HistoryLink.org Essay 2260 : Printer-Friendly Format

On August 3, 1885, the first Chautauqua on Puget Sound is held at Dilworth Point on Vashon Island. Named after Chautauqua, New York, where it was founded in 1874, the movement is a summertime presentation of lectures, discussions, and cultural activities lasting several days to a week in a resort atmosphere.

Pithy Speeches, Music...

Organizers promised that the event would begin with "short, pithy speeches by all who come" (Seattle Post-Intelligencer). The program offered devotional services, Sunday school, German language instruction, roundtable discussions, and music. Round trip fare to and from Seattle on the steamer Zephyr cost 75 cents.

Seattle banker Dexter Horton (1825-1904) is said to be the first Seattle graduate of a Chautauqua literary correspondence course and he helped organized the Rainier Chautauqua Literary and Scientific Circle through the Young People's Literary Society of the First Baptist Church of Seattle. The group first met on September 23, 1884, in the parlors of the First Baptist Church at 4th Avenue and Cherry Street. The following week they began to pursue an evening course of study.

An Escape From Noxious Vapors

The next two seasons, the week-long assemblies met at Gardiner's Beach just south of Alki Point. In August 1887, the Puget Sound Chautauqua incorporated and in 1888 the group selected Tramp Harbor on Vashon Island for a permanent home.
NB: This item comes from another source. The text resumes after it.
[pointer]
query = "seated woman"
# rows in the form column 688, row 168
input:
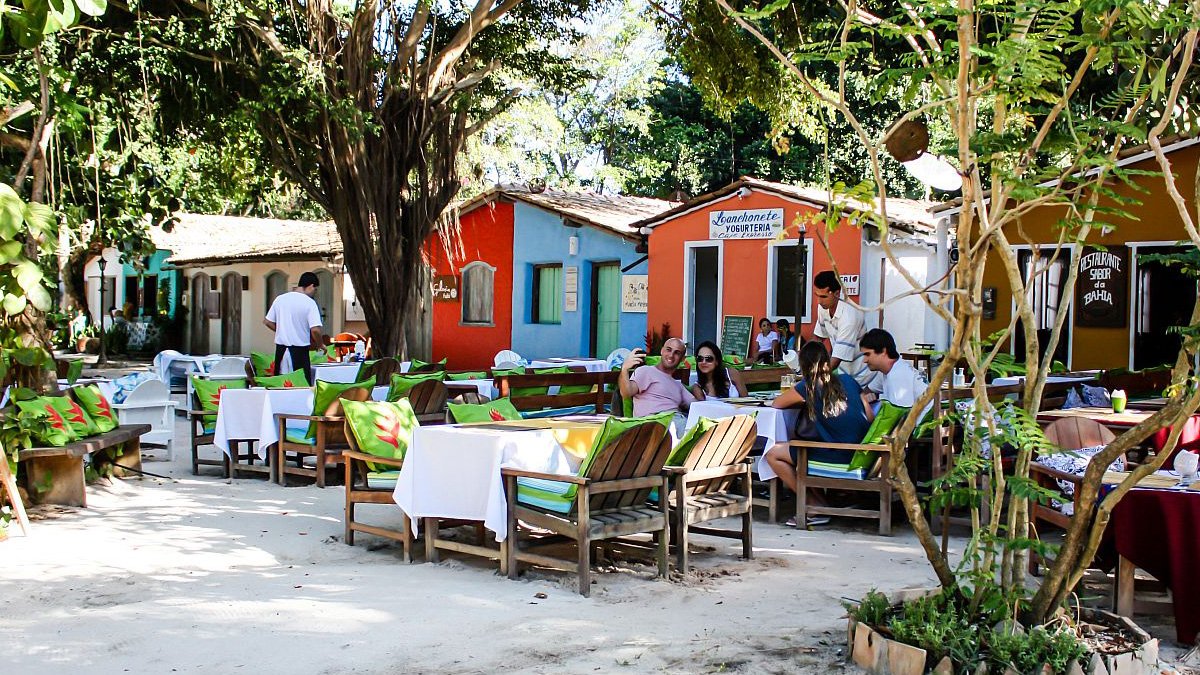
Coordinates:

The site grew to 600 acres with two miles of scenic shoreline, a hotel, dozens of cottages on two miles of streets, parks, viewpoints, a steamer dock, and a 1200 seat pavilion. Advertisements promised that "families may escape the noxious vapors and the immoral influences of a crowded city and combine health, instruction and pleasure" (Portage).

In 1889, organizers offered campfires, excursion cruises, clambakes, concerts, and art instruction in addition to Biblical sermons and lectures on zoology of the Bible, Greek customs, temperance, and the natural history of mollusks, clams, and mussels.

A Most American Thing

President Theodore Roosevelt (1858-1919) called Chautauqua, "the most American thing in America" (Portage). Nationally, the movement reached 5,000 cities and towns a year by the first years of the twentieth century. During the 1910s, 20 million people a year attended assemblies.

Traveling programs arranged by national booking agents began to eclipse local assemblies and in 1909 the Vashon group found it necessary to reorganize. In 1912, the Vashon location was renamed Ellisport, but the annual meetings there never managed to regain the popularity of earlier years. Chautauqua vanished from Puget Sound and from the nation during the 1920s. There have been several Chautauqua revivals in recent decades.

Summer schools, correspondence and continuing education courses, and civic, fraternal and youth organizations across the country can trace their origins to the Chautauqua Movement.

Sources:
Charles Payton, "The Spirit of Chautauqua," Portage, Vol. 3 (Spring 1982), pp. 22-23; Seattle Post-Intelligencer, September 19, 1884, p. 1; Ibid., September 25, 1884, p. 2; Ibid., July 18, 1886, p. 1.